Getting to know you: Georgie Bullen

What do you currently do?
I am the director of a unique Team Building and Visual Impairment Awareness training events company, Team Insight. We use the Paralympic blind team sport of Goalball, as well as other blindfolded activities, to encourage people to work together out of their comfort zones. It is an exciting and unforgettable experience, delivered by Paralympians, that strengthens working relationships, develops communication skills, improves team work and creates a sense of trust amongst colleagues. By having our participants blindfolded, they experience what it is like to be visually impaired and gain a great understanding of how that effects people’s lives.

What is your inspiration in the business?
I have two inspirations that drive me in running Team Insight; firstly, I am hugely passionate about Goalball, I have trained and competed as a GB athlete in the sport for nearly 6 years, including competing at the London 2012 Paralympics, so have experienced first hand all that it has to offer. I look for any and every opportunity to share my passion and raise the profile of a sport that has given me so much. Secondly, I want to change perceptions of what it means to be visually impaired.
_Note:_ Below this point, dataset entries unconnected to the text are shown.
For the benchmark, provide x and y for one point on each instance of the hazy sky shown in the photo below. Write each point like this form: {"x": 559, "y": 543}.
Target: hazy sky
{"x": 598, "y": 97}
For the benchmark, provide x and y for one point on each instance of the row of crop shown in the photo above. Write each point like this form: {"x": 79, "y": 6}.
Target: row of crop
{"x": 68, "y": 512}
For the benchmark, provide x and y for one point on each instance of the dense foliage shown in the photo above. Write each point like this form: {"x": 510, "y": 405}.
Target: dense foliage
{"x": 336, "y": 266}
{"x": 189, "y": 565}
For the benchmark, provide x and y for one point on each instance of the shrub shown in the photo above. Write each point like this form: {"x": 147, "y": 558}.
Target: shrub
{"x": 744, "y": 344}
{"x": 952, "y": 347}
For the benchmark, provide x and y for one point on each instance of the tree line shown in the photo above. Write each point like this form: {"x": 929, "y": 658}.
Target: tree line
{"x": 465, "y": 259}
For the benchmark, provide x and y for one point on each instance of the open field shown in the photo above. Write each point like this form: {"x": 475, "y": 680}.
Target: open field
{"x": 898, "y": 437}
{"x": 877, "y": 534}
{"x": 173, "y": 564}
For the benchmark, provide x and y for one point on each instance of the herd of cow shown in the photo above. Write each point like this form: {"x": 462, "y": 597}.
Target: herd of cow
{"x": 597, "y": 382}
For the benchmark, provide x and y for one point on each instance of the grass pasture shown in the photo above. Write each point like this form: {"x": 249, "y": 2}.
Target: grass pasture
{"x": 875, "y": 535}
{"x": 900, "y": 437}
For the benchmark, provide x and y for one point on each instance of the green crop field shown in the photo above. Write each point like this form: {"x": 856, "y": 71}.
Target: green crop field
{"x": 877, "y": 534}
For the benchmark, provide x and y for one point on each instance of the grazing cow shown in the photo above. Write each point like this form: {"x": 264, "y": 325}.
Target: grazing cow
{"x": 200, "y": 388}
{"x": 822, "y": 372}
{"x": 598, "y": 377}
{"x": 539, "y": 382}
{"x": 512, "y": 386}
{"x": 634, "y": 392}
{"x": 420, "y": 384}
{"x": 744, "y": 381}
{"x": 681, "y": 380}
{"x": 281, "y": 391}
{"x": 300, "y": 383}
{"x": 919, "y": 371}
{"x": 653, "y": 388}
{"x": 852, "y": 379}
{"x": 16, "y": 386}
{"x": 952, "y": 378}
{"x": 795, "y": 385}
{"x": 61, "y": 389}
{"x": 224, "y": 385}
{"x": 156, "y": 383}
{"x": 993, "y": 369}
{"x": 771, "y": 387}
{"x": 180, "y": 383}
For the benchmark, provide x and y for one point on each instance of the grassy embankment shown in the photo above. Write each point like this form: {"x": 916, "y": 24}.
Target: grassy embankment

Since the age of 5 I have suffered from a visual impairment and have experienced the lack of awareness from the general public, its assumed that you’re either completely blind or fully sighted, and if you are blind, you are expected to look a certain way. I am determined to educate employers to help change the fact that two-thirds of VI’s are unemployed.

Who do you admire?
Sounds cheesy to say it, but I really admire my mother, in 1999 she took over a very small house-sitting company, Minders Keepers, and in the space of one year quadrupled its turnover. Now it is one of the countries leading house-sitting organisations. She been hugely successful, all whilst raising four children and going through one of them loosing their sight.

Looking back are there things you would have done differently?
Launching my own business has been a huge learning curve, I’d never done anything like this before, but looking back, I wouldn’t really change anything. This is probably because I’ve sought support and advice from anyone and everyone willing to give it, including from organisations like the Prince’s Trust, meaning that any gaps in my knowledge or experience have been filled through the support of others.
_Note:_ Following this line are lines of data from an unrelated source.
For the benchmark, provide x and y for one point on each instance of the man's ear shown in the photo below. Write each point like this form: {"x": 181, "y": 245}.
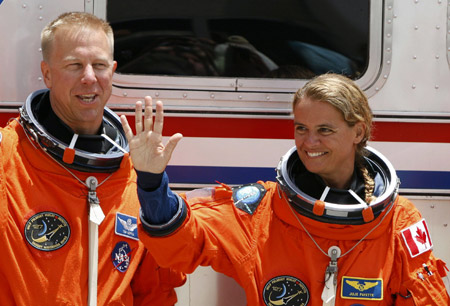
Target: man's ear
{"x": 360, "y": 127}
{"x": 46, "y": 74}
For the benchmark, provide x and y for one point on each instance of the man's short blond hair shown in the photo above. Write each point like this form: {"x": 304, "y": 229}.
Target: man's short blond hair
{"x": 73, "y": 20}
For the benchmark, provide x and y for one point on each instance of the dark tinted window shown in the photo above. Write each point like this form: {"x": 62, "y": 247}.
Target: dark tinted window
{"x": 241, "y": 38}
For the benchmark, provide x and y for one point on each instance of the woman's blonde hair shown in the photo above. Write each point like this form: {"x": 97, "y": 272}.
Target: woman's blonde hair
{"x": 342, "y": 93}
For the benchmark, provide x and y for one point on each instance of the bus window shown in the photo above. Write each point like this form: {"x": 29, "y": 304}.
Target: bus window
{"x": 293, "y": 39}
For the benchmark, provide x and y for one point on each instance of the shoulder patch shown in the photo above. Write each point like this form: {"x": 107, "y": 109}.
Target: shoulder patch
{"x": 417, "y": 238}
{"x": 248, "y": 197}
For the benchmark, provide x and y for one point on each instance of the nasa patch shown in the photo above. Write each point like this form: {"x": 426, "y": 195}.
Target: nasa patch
{"x": 285, "y": 290}
{"x": 121, "y": 256}
{"x": 126, "y": 226}
{"x": 47, "y": 231}
{"x": 247, "y": 197}
{"x": 362, "y": 288}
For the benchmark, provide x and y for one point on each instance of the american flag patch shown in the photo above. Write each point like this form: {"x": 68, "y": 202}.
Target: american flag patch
{"x": 417, "y": 238}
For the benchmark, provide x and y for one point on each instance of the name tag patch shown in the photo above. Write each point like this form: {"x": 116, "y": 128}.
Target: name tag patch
{"x": 126, "y": 226}
{"x": 362, "y": 288}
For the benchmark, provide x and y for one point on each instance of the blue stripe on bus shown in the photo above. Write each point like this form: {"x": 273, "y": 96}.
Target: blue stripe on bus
{"x": 244, "y": 175}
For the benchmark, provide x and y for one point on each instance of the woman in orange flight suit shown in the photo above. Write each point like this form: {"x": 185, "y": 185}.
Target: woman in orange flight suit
{"x": 331, "y": 231}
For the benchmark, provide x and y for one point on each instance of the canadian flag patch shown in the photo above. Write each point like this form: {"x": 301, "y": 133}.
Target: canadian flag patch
{"x": 417, "y": 238}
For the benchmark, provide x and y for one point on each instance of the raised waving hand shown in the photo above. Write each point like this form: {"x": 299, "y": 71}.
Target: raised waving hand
{"x": 147, "y": 150}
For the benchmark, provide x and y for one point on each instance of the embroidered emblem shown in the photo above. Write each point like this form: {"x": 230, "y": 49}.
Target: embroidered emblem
{"x": 362, "y": 288}
{"x": 47, "y": 231}
{"x": 126, "y": 226}
{"x": 121, "y": 256}
{"x": 286, "y": 291}
{"x": 417, "y": 238}
{"x": 247, "y": 197}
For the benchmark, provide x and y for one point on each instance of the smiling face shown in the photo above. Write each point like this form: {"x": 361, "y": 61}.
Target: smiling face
{"x": 79, "y": 73}
{"x": 325, "y": 143}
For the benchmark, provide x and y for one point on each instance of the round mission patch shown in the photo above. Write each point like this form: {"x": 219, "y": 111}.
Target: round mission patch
{"x": 285, "y": 290}
{"x": 47, "y": 231}
{"x": 121, "y": 256}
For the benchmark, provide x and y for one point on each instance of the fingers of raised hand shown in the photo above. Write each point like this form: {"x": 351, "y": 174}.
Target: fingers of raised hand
{"x": 148, "y": 114}
{"x": 138, "y": 117}
{"x": 159, "y": 117}
{"x": 126, "y": 127}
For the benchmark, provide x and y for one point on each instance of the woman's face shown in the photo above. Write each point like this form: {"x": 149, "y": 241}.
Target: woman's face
{"x": 325, "y": 143}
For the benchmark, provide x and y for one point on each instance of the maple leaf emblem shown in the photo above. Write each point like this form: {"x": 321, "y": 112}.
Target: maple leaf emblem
{"x": 421, "y": 236}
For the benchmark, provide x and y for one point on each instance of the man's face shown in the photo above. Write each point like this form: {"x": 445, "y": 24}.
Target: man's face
{"x": 79, "y": 75}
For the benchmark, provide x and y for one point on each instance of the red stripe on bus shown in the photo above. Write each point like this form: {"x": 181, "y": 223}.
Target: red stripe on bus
{"x": 284, "y": 129}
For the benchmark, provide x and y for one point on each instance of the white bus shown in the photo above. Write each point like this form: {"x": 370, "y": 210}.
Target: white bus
{"x": 226, "y": 71}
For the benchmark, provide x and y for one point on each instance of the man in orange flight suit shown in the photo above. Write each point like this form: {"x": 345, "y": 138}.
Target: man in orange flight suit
{"x": 301, "y": 240}
{"x": 57, "y": 249}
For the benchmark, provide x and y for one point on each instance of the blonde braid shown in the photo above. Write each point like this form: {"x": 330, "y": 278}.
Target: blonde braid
{"x": 369, "y": 184}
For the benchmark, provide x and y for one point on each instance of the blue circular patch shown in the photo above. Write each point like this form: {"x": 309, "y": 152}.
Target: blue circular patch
{"x": 285, "y": 290}
{"x": 248, "y": 194}
{"x": 47, "y": 231}
{"x": 121, "y": 256}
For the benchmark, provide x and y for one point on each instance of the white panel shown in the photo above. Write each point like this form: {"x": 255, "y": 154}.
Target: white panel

What defines your way of doing business?
My way of doing business is the same as the way in which I train and compete as an athlete, we work and work until we are the best, always moving forwards, never standing still, ensuring we can give the ultimate team building and visual impairment awareness training experience.

What advice would you give to someone just starting out?
I would encourage anyone starting out to take advantage of the people they have around them.

You can always make a great idea better and that only comes from bouncing ideas around with others. Also, getting holes poked through your idea is how you strengthen it and it’s far better to find small issues early, when you can easily solve them, then to leave it and later find you have huge problems.